The conference was held at the same time the Vatican is entering into delicate negotiations with Beijing on extending their controversial 2018 agreement on nominating bishops for China.
The Vatican is seeking to extend the accord, which envisages a process of dialogue in selecting bishops. It signed it in 2018 in hopes it would help unite China’s Catholics, who for seven decades have been split between those belonging to an official, state-sanctioned church and an underground church loyal to Rome.
As it has been accused of selling out the underground faithful with the agreement, the Vatican has defended the accord as necessary to prevent an even worse schism in the Chinese church.
Pompeo has strongly criticized the accord, penning an essay earlier this month suggesting that the Vatican had compromised its moral authority by signing it. His article greatly irritated the Vatican, which saw it as interference in the church’s internal affairs for the sake of scoring domestic political points.
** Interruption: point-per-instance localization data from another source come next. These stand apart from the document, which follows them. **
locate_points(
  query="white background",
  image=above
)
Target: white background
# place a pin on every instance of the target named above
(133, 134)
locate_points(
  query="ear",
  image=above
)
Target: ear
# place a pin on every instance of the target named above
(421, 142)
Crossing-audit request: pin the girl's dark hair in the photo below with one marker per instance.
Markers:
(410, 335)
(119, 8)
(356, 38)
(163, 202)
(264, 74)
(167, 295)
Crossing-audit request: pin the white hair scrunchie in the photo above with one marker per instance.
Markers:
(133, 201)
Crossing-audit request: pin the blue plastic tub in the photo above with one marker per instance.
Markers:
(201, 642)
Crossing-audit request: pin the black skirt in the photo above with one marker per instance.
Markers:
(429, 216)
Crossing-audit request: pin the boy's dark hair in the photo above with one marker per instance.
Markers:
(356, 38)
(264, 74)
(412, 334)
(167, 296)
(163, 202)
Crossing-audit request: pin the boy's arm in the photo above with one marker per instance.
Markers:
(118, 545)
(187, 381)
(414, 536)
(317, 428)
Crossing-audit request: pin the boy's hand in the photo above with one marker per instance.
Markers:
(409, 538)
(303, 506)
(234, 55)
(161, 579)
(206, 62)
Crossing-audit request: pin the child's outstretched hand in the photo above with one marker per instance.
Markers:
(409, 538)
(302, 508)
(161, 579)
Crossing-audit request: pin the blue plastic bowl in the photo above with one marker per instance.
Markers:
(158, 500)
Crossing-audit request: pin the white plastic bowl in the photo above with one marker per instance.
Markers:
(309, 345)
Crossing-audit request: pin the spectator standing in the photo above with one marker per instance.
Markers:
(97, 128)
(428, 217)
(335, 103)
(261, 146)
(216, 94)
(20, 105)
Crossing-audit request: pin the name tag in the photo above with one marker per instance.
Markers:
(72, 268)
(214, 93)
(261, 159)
The Vatican secretary of state, Parolin, said the Holy See was “surprised” by Pompeo’s article. Speaking to reporters on the sidelines of the conference, Parolin said the private meetings Pompeo had scheduled at the Vatican would have been the more appropriate setting to express his concerns, Italian news agency ANSA reported.
Pompeo started his day Thursday visiting the Rome-based Sant’Egidio Community, a Catholic charity active in caring for refugees in Italy and providing HIV-AIDS care in Africa. Arriving at Sant’Egidio’s headquarters, Pompeo praised the group’s efforts as “the Lord’s work.”